Unable to update storage size if node is in deployed state

aluria · 24 August 2020 07:49

Hi,

Last week, I filed a bug (LP#1892384) about a known issue that affects day 2 operations. I see this topic has been treated before, and I wanted to raise the question on why this type of change is not allowed in MAAS.

The use case scenario I mentioned in the bug is one where a KVM deployed via Pods needed to be vertically scaled (not enough storage for the current amount of Prometheus metrics).
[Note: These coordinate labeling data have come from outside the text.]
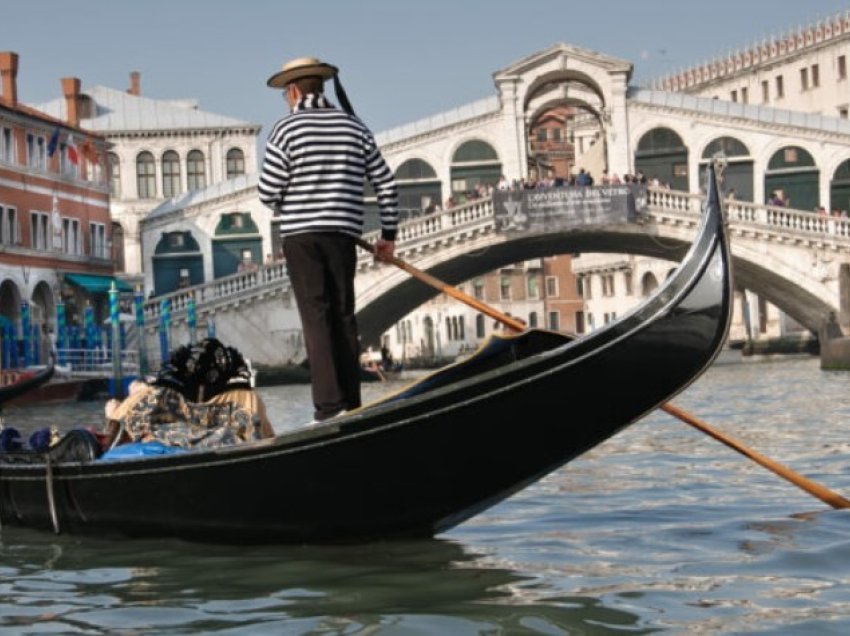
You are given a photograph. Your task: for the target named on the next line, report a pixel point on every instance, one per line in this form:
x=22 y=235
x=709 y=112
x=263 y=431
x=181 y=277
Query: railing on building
x=479 y=215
The changes via virsh and KVM’s Linux terminal can be run without downtime:

# get target to resize. this will show list of targets and their source on host
virsh domblklist $domain_name

# to check current block info
virsh domblkinfo $domain_name $drive_target

# resize drive ($size must be in KiB, not bytes)
virsh blockresize $domain_name $target_path $size

# this should give you a confirmation of the block device resize
virsh domblkinfo $domain_name

# then, from the Linux console
growpart $device_path $partition_num

# Check if the change was applied to the block device
lsblk

# Then resize filesystem to new size. Ex of $device_path_and_num is /dev/vda1)
resize2fs $device_path_and_num

# Confirm new capacity is usable
df -h

It sounds wrong that the KVM runs a new “flavor” while MAAS keeps the old “flavor” (besides that a future redeploy would use the old “flavor” again). Furthermore, if libvirt/qemu allows “hot” changes (without downtime), the same should be allowed by MAAS. There are cases where redeploying into a new KVM with an upgraded “flavor” is not an option:

hosting machine constraints. Machine can hold a resize but not host a new KVM.
stored data would need to be moved to the new KVM
the running service does not support HA, so downtime would be expected

On the other hand, and as mentioned in the reported bug, I think allowing this type of change should not be restricted to KVMs. Common day 2 operations related to storage involves replacing failed disks without downtime. I understand, this case scenario would be less common as the disk may run on top of LVM or RAID (so, disk uuid does not change; although there are storage layouts where disks are used as JBOD without any abstraction, such as Ceph OSDs or Swift nodes), and replaced disks are usually of the same size.

Kind regards,
-Alvaro.